On top of your coarse layer you should add some waste that is a source of carbon, leaves are ideal for this purpose. The carbon in the leaves acts as a source of energy for the hungry microbes.
Next you should add something green, such as grass cuttings. The cuttings are a source of nitrogen and provide protein for the microbes.
As you add a layer to the compost pile, you should lightly water it. Take care not to over water though as this can cause problems with aeration and lead to the smell problems mentioned previously. Too little water though, and the microbes aren’t as able to move about freely, slowing down the decomposition process.
To regularly aerate the compost pile it can be turned. This means getting a garden fork and turning the mixture over, allowing it to breathe.

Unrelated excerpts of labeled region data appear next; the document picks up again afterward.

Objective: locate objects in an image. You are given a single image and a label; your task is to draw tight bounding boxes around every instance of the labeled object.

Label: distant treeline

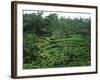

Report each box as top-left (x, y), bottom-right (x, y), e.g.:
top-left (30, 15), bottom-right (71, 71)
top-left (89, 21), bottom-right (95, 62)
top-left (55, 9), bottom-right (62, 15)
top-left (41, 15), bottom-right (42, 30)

top-left (23, 12), bottom-right (91, 69)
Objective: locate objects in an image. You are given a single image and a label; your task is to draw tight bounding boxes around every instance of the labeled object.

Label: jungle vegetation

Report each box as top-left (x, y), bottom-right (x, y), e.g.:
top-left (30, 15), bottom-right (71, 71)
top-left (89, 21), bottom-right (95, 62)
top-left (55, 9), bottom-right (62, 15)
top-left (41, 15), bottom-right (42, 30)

top-left (23, 12), bottom-right (91, 69)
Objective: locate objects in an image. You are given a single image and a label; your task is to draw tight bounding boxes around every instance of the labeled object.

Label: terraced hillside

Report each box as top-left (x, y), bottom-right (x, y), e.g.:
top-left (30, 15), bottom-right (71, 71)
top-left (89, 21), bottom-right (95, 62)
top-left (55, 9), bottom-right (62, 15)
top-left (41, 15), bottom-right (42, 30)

top-left (23, 13), bottom-right (91, 69)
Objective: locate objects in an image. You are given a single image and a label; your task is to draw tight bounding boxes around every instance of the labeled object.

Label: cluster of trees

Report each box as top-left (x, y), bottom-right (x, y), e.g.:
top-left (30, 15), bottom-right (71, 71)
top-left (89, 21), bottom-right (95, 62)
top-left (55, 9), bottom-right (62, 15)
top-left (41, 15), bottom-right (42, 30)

top-left (23, 12), bottom-right (91, 69)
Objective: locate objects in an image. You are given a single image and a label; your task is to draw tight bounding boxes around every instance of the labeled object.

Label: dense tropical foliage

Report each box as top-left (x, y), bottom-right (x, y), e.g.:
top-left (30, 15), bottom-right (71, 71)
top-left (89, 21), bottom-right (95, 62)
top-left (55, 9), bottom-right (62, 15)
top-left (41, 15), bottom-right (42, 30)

top-left (23, 12), bottom-right (91, 69)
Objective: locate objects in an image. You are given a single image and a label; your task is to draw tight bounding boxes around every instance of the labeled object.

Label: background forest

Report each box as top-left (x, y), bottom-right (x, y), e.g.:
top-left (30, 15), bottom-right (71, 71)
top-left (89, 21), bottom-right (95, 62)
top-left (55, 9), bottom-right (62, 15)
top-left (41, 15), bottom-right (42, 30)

top-left (23, 11), bottom-right (91, 69)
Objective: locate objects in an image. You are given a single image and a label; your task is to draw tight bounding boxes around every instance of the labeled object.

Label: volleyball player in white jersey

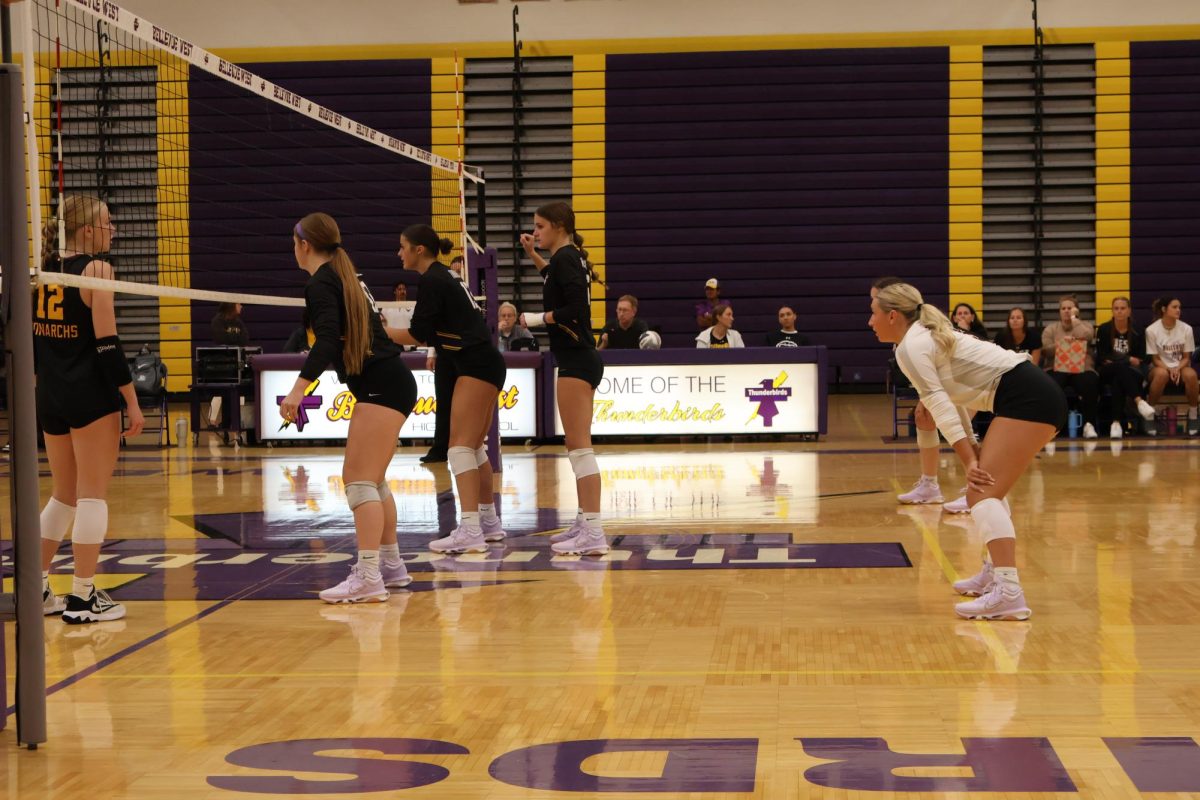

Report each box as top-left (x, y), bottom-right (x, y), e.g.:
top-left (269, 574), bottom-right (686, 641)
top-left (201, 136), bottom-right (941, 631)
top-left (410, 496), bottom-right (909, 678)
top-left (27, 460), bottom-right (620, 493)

top-left (869, 283), bottom-right (1067, 620)
top-left (871, 276), bottom-right (979, 513)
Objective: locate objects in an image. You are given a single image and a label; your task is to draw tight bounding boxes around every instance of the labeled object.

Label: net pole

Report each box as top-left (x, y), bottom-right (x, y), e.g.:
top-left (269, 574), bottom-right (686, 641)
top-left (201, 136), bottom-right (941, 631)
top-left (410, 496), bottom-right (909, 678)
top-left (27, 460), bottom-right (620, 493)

top-left (0, 65), bottom-right (46, 750)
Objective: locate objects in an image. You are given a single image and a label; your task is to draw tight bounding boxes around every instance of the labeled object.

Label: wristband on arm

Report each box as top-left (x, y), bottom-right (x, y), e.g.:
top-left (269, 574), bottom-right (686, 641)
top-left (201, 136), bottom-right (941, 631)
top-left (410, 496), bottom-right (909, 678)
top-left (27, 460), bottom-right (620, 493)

top-left (96, 336), bottom-right (133, 389)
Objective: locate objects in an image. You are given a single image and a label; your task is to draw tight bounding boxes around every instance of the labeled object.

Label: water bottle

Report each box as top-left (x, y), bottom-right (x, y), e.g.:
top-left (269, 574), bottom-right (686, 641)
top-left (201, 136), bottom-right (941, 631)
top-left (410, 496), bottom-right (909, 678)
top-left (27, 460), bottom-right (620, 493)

top-left (1067, 411), bottom-right (1084, 439)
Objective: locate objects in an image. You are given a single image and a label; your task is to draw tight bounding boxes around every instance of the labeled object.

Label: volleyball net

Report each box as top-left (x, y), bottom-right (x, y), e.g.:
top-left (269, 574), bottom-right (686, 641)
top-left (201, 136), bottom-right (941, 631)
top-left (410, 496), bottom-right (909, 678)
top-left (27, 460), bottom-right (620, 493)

top-left (23, 0), bottom-right (485, 326)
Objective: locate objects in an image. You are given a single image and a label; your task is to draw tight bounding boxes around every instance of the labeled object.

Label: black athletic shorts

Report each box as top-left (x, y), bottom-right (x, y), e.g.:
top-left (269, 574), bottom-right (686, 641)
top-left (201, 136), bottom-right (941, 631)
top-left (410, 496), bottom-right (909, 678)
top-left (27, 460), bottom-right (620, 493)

top-left (445, 344), bottom-right (509, 391)
top-left (37, 379), bottom-right (121, 437)
top-left (554, 348), bottom-right (604, 389)
top-left (346, 356), bottom-right (416, 416)
top-left (992, 361), bottom-right (1067, 431)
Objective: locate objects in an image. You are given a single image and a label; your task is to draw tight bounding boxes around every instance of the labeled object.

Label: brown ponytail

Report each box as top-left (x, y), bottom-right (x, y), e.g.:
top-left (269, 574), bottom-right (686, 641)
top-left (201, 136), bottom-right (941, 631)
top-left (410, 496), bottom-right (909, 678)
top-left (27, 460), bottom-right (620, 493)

top-left (295, 211), bottom-right (371, 375)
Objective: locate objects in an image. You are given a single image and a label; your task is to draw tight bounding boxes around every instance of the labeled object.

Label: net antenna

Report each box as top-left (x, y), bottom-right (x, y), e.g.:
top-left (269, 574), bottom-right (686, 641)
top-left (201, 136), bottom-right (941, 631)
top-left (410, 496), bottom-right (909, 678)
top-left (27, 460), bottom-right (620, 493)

top-left (24, 0), bottom-right (482, 309)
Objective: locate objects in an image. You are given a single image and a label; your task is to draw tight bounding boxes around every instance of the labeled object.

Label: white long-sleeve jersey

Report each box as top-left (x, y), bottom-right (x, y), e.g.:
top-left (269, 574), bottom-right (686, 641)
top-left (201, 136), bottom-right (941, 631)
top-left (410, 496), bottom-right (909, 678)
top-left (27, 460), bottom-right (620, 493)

top-left (896, 323), bottom-right (1030, 445)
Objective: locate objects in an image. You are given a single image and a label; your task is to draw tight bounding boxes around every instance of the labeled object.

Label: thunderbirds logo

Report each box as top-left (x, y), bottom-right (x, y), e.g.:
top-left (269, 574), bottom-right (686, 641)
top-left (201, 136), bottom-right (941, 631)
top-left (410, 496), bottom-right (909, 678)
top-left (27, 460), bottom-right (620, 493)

top-left (275, 378), bottom-right (324, 432)
top-left (745, 372), bottom-right (792, 428)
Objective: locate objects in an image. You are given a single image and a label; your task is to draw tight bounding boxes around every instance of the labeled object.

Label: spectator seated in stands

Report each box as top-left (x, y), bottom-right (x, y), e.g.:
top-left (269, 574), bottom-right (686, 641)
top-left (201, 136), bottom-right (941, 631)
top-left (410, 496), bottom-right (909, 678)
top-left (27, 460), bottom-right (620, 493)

top-left (1042, 295), bottom-right (1100, 439)
top-left (996, 308), bottom-right (1042, 367)
top-left (596, 294), bottom-right (650, 350)
top-left (1096, 297), bottom-right (1154, 439)
top-left (1146, 295), bottom-right (1200, 437)
top-left (696, 303), bottom-right (745, 349)
top-left (950, 302), bottom-right (988, 342)
top-left (212, 302), bottom-right (250, 347)
top-left (767, 306), bottom-right (809, 347)
top-left (496, 302), bottom-right (538, 353)
top-left (283, 308), bottom-right (317, 353)
top-left (696, 278), bottom-right (732, 330)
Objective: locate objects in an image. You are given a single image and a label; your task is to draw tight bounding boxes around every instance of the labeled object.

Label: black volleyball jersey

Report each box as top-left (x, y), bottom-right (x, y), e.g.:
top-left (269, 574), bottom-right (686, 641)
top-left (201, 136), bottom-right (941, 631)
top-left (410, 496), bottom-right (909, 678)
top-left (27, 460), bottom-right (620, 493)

top-left (34, 254), bottom-right (102, 391)
top-left (300, 263), bottom-right (400, 383)
top-left (541, 245), bottom-right (596, 350)
top-left (408, 261), bottom-right (492, 353)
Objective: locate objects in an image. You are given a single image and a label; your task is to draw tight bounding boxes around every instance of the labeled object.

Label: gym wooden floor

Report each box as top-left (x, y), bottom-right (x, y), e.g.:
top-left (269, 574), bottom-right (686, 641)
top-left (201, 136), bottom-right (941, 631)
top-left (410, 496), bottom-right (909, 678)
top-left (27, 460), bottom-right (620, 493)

top-left (0, 397), bottom-right (1200, 800)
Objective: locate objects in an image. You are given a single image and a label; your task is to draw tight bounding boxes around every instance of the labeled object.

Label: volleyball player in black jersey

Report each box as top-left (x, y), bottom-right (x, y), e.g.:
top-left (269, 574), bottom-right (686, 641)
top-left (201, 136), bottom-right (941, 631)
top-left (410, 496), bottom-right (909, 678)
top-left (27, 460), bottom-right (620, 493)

top-left (280, 212), bottom-right (416, 603)
top-left (388, 224), bottom-right (505, 553)
top-left (34, 194), bottom-right (143, 624)
top-left (521, 201), bottom-right (608, 555)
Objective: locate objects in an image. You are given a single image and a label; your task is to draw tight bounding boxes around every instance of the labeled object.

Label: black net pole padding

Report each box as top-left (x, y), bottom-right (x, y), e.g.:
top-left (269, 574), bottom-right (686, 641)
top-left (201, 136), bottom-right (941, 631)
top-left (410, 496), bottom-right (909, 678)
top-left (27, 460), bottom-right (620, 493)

top-left (0, 64), bottom-right (46, 750)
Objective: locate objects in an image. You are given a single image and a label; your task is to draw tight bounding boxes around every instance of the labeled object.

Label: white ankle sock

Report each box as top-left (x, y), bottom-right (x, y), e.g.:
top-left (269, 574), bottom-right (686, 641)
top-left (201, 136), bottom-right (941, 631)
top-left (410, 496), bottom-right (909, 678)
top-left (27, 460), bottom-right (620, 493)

top-left (359, 551), bottom-right (379, 581)
top-left (992, 566), bottom-right (1021, 585)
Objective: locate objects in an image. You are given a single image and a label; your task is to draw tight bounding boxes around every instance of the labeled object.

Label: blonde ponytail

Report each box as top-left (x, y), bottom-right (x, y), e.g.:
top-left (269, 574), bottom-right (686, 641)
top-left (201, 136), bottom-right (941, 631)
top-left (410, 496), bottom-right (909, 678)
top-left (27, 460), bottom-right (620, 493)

top-left (42, 194), bottom-right (104, 269)
top-left (294, 211), bottom-right (371, 375)
top-left (876, 283), bottom-right (958, 356)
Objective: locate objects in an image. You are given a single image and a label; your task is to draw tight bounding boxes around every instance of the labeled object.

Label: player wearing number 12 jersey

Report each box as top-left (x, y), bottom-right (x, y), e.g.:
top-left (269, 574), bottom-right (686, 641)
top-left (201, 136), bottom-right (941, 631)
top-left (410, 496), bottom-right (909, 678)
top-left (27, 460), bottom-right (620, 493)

top-left (34, 194), bottom-right (143, 624)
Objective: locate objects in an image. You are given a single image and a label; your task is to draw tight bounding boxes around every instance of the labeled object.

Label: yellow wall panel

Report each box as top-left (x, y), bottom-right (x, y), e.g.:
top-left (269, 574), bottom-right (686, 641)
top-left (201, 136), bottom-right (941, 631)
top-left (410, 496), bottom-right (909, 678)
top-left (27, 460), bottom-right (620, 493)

top-left (571, 139), bottom-right (605, 162)
top-left (950, 61), bottom-right (983, 85)
top-left (950, 151), bottom-right (983, 175)
top-left (571, 106), bottom-right (605, 125)
top-left (1096, 272), bottom-right (1129, 292)
top-left (1096, 253), bottom-right (1129, 275)
top-left (571, 71), bottom-right (605, 89)
top-left (950, 169), bottom-right (983, 188)
top-left (1096, 94), bottom-right (1129, 114)
top-left (950, 222), bottom-right (983, 241)
top-left (571, 125), bottom-right (605, 142)
top-left (1096, 239), bottom-right (1129, 255)
top-left (950, 116), bottom-right (983, 134)
top-left (571, 158), bottom-right (605, 178)
top-left (950, 257), bottom-right (983, 278)
top-left (571, 176), bottom-right (605, 194)
top-left (950, 133), bottom-right (983, 152)
top-left (1096, 219), bottom-right (1129, 239)
top-left (950, 241), bottom-right (983, 259)
top-left (1096, 203), bottom-right (1129, 219)
top-left (950, 205), bottom-right (983, 224)
top-left (950, 186), bottom-right (983, 206)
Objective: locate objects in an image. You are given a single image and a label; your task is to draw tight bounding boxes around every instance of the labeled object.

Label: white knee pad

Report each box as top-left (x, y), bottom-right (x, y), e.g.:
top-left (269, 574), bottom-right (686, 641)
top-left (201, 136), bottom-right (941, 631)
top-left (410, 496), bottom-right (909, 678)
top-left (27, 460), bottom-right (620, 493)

top-left (446, 447), bottom-right (479, 475)
top-left (42, 497), bottom-right (74, 542)
top-left (566, 447), bottom-right (600, 480)
top-left (346, 481), bottom-right (379, 511)
top-left (917, 428), bottom-right (940, 450)
top-left (71, 498), bottom-right (108, 545)
top-left (971, 498), bottom-right (1016, 542)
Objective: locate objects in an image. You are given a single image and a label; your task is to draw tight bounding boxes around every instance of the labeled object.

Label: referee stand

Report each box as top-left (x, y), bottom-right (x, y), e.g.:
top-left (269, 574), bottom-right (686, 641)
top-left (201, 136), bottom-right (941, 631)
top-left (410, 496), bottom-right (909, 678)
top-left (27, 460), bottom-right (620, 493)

top-left (0, 62), bottom-right (46, 750)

This should be performed about once week.
Good materials to compost include straw, hay, leaves, all decomposable kitchen wastes and wood chippings. Straw is particularly good at aerating the pile, whereas a lot of kitchen wastes naturally have high water content, so do not need watering. All waste from the garden is suitable.
Never use human excrement or animal excrement on your compost pile. They both carry diseases, and humans could end up being infected. Try not to use meat from the kitchen, as it can attract vermin, and cause bad odours.
Your compost is ready when it resembles a dark crumbly soil. It will have decomposed to the extent that you do not recognise any of the original materials.


USING THE COMPOST

Your compost is really just homemade organic fertilizer and as such it can be added to soil to enrich the soils properties. You can also use your compost as mulch, where you place around plants, covering the soil underneath. This helps to keep the soil moist, and protects it from frost or erosion. It can be used in vegetable gardens to provide the vegetables with extra nutrients, and can also be sprinkled on your lawn to encourage new growth.